In the exercise below, we're going to use Boolean indexing to assign values to a new column (index 15). This column will indicate if the trip ended at an airport or not. We have already created the new column (zeros) filled with 0 using the numpy.zeros() function and added to the taxi data to create a new dataset called taxi_modified.

In [116]:
taxi_copy = taxi.copy()

In [129]:
# create a new array filled with `0`
zeros = np.zeros((taxi.shape[0], 1))
zeros

array([[0.],
       [0.],
       [0.],
       ...,
       [0.],
       [0.],
       [0.]])

In [130]:
# append the array to the taxi data to create a new column
taxi_modified = np.concatenate((taxi, zeros), axis=1)
taxi_modified

array([[2016.  ,    1.  ,    1.  , ...,   69.99,    1.  ,    0.  ],
       [2016.  ,    1.  ,    1.  , ...,   54.3 ,    1.  ,    0.  ],
       [2016.  ,    1.  ,    1.  , ...,   37.8 ,    2.  ,    0.  ],
       ...,
       [2016.  ,    6.  ,   30.  , ...,   63.34,    1.  ,    0.  ],
       [2016.  ,    6.  ,   30.  , ...,   44.75,    1.  ,    0.  ],
       [2016.  ,    6.  ,   30.  , ...,   54.84,    2.  ,    0.  ]])

In [136]:
taxi_modified[taxi_modified[:, 6] == 2, 15] = 1
taxi_modified[taxi_modified[:, 6] == 3, 15] = 1
taxi_modified[taxi_modified[:, 6] == 5, 15] = 1

## Challenge: Which Is the Busiest Airport?

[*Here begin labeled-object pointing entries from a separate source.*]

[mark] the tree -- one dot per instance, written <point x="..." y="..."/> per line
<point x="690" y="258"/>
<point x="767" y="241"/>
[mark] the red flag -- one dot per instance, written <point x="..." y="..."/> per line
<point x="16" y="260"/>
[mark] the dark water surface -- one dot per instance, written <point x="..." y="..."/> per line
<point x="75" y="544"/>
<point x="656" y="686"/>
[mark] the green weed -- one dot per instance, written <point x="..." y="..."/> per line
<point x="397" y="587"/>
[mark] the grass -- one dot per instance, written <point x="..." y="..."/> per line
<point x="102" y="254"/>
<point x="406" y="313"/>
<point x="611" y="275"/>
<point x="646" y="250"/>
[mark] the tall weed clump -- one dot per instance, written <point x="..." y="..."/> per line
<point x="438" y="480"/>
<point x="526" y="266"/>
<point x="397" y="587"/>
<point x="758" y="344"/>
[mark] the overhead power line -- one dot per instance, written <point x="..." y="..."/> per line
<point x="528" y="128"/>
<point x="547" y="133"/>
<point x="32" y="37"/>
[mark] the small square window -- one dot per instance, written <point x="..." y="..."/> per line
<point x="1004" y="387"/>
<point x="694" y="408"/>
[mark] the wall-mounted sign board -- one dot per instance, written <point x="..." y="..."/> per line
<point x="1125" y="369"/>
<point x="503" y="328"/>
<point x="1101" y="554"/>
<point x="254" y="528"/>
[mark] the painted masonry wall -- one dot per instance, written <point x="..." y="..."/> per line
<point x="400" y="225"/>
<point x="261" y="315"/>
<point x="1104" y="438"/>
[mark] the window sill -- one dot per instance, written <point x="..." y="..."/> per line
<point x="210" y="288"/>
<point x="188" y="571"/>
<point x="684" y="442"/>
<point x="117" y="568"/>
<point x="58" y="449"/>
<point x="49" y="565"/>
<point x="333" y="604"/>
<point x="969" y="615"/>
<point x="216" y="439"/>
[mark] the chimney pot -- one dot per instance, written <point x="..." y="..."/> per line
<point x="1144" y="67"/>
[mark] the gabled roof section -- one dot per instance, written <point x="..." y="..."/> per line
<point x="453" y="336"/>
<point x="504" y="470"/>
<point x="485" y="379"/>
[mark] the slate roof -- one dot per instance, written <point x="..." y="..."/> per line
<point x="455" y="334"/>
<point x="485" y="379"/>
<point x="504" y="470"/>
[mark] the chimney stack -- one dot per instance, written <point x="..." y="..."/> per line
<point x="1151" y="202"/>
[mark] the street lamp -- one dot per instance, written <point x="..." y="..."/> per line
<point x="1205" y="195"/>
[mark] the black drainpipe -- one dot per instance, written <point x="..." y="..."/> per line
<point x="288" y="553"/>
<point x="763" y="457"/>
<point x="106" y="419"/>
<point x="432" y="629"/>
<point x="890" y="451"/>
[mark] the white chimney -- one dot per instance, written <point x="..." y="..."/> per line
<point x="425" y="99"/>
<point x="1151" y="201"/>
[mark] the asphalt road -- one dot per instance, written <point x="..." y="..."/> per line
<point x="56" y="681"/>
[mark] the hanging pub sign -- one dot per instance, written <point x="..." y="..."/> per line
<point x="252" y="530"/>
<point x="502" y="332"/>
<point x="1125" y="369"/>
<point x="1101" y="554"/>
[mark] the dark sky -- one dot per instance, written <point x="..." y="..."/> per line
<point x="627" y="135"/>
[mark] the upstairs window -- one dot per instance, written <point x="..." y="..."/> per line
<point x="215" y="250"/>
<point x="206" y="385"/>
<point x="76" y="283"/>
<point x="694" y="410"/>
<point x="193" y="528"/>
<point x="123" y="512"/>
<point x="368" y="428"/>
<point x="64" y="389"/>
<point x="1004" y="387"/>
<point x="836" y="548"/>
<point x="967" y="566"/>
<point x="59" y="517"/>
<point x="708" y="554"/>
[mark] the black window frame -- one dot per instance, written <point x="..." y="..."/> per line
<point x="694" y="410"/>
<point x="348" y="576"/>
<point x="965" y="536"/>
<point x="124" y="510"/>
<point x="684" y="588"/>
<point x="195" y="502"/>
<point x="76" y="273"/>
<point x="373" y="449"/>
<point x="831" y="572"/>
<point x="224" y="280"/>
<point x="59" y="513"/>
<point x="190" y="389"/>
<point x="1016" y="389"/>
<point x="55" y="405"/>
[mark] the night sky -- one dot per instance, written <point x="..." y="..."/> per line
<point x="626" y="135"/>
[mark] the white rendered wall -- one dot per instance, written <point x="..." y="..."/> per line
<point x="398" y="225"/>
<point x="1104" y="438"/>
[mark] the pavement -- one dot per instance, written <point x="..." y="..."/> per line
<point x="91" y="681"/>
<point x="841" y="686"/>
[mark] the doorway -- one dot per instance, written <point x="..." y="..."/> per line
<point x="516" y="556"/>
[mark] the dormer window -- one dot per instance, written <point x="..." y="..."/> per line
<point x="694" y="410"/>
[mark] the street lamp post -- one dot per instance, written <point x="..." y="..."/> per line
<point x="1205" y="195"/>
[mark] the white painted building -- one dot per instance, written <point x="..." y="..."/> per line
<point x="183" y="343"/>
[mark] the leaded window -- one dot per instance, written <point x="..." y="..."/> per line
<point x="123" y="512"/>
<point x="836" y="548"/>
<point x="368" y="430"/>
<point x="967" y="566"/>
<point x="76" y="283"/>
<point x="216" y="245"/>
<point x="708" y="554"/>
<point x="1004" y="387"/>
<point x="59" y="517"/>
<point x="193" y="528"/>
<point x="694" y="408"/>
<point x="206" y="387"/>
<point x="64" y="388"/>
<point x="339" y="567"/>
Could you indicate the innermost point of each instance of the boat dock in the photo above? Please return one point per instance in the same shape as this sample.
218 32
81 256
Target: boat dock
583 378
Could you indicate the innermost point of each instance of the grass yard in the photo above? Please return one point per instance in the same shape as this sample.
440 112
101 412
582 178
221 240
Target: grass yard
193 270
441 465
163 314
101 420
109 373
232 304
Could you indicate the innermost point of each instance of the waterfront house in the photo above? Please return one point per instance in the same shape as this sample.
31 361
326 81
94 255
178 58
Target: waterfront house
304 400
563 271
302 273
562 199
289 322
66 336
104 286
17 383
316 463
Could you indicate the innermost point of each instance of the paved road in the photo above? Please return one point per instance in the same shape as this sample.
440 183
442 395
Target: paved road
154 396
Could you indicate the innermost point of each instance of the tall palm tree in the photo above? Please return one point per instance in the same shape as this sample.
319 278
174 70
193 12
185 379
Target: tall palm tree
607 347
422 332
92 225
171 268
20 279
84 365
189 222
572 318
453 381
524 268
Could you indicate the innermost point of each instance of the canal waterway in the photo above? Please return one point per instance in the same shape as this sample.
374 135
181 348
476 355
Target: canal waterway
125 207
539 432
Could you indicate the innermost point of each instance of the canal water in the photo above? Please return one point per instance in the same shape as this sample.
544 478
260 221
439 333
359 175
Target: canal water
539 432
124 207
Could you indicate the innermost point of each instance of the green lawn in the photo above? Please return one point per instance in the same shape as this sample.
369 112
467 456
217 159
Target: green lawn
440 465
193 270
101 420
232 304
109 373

We want to find out which airport in our dataset is the busiest in terms of pickup location.

We'll use Boolean indexing to create three filtered arrays and then compare the number of rows in each array. 

Let's determine the busiest airport by checking the pickup_location_code column (column index 5) for these specific values:

 - 2 = JFK Airport
 - 3 = LaGuardia Airport
- 5 = Newark Airport

Find the number of trips with JFK Airport as the pickup location:

In [142]:
taxi[taxi[:, 5] == 2].shape[0]

724

In [143]:
taxi[taxi[:, 5] == 3].shape[0]

755

In [144]:
taxi[taxi[:, 5] == 5].shape[0]

0

## Challenge: Calculating Statistics for Trips on Clean Data

Now, let's tackle our second and final challenge, which focuses on removing potentially "dirty data" from our dataset, and calculating some descriptive statistics on the remaining "clean data."

First, you'll use Boolean indexing to filter out any rows with an average trip speed greater than 100 mph (160 kph), ensuring that you remove any data that might be questionable.

In [145]:
trip_mph = taxi[:, 7] / (taxi[:, 8] /3600)

In [146]:
cleaned_taxi = taxi[trip_mph < 100]

In [147]:
mean_distance = cleaned_taxi[:, 7].mean()
mean_distance

12.902684630738525

In [148]:
mean_length = cleaned_taxi[:, 8].mean()
mean_length

2271.691117764471

In [150]:
mean_total_amount = cleaned_taxi[:, 13].mean()
mean_total_amount

48.70217065868263

In this lesson, we explored some powerful techniques to work with ndarrays, in particular we:
- Learned how to use numpy.genfromtxt() to load data into an ndarray.
- Discussed NaN values and how they can affect our data.
- Discovered Boolean arrays and how to create them using comparison operators.
- Learned to use Boolean indexing to filter values in both one- and two-dimensional ndarrays.
- Practiced assigning new values to an ndarray based on their locations.
- Gained experience in assigning new values to an ndarray based on their values, using Boolean indexing.